Alternative investments – medical and allied health, technology
“Commercial properties with medical tenants, unsurprisingly, will remain popular. Although allied health tenants such as physios, chiropractors, optometry etc. might be challenged temporarily, they will continue to be an essential medical service and impact is likely to be short-term,” he said.

“One of the interesting impacts this will have will be on how we view technology in the workplace. Will it have long-lasting effects that further increase? Or will it speed up our reliance to agile working and technology-enabled remote working?

“What impact will this have on PropTech and FinTech? From human temperature sensors in large office buildings to software which allows end-to-end technology integration including electronic execution of documents, virtual inspections, and online auctions. What will this mean for Data Centres?

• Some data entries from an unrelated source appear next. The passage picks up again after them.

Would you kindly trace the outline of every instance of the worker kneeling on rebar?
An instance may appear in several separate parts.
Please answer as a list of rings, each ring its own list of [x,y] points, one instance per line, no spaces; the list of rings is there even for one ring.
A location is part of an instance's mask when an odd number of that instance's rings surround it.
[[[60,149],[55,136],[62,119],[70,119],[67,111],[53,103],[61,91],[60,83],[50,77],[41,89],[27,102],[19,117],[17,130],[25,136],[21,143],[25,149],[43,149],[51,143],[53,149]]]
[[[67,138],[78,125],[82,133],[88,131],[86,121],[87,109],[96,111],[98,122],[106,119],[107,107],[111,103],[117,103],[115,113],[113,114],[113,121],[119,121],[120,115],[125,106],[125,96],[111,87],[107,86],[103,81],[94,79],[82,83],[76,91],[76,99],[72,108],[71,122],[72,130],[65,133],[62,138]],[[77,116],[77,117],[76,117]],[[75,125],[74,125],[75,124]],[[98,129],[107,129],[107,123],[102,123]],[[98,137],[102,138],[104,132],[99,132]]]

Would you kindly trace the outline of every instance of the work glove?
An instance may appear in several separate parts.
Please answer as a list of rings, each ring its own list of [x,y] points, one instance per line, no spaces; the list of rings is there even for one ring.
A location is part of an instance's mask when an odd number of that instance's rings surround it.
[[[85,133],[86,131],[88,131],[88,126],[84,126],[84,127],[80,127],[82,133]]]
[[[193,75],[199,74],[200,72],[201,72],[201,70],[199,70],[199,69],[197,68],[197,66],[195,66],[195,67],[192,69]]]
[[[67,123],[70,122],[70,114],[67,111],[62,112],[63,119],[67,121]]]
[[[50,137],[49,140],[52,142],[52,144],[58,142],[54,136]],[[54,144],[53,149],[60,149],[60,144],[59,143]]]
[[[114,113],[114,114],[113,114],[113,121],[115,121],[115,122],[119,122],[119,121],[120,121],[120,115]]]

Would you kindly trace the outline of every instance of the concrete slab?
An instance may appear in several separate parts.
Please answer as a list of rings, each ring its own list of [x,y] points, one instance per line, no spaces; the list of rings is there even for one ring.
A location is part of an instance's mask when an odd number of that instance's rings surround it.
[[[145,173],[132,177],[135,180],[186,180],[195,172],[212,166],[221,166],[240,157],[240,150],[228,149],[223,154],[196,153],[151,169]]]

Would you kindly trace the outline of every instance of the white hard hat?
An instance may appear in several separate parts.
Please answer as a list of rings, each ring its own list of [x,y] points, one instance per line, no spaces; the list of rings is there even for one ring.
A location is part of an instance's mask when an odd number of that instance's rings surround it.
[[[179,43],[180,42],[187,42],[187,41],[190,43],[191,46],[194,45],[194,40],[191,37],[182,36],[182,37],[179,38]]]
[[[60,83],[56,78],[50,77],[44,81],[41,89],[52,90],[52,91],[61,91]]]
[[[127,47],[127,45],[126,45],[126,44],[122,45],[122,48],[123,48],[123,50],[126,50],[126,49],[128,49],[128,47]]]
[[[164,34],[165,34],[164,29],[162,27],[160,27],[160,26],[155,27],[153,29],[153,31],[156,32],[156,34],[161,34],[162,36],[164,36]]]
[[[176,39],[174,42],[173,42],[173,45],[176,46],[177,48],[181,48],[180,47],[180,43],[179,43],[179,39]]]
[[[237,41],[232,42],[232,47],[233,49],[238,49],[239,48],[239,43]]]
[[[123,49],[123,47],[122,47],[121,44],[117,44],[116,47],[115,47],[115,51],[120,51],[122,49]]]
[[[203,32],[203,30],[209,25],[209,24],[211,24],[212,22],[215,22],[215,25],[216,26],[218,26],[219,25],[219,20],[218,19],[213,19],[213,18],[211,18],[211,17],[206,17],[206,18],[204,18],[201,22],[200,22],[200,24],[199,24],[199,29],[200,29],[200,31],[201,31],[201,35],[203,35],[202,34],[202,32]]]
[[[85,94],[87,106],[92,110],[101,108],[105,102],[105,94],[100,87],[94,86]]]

“The economic impact and effects on the commercial real estate market of COVID-19 are still largely unknown. It’s evidently impacting all businesses and overall confidence, however we expect property to recover relatively quickly due to the strong fundamentals and on-going demand for investment returns.

“We would like to thank all of Ray White Commercial Queensland’s clients for their continuing support. Every one of our clients’ needs are different, during this time more than ever, and we’ll always take a similarly personalised approach.”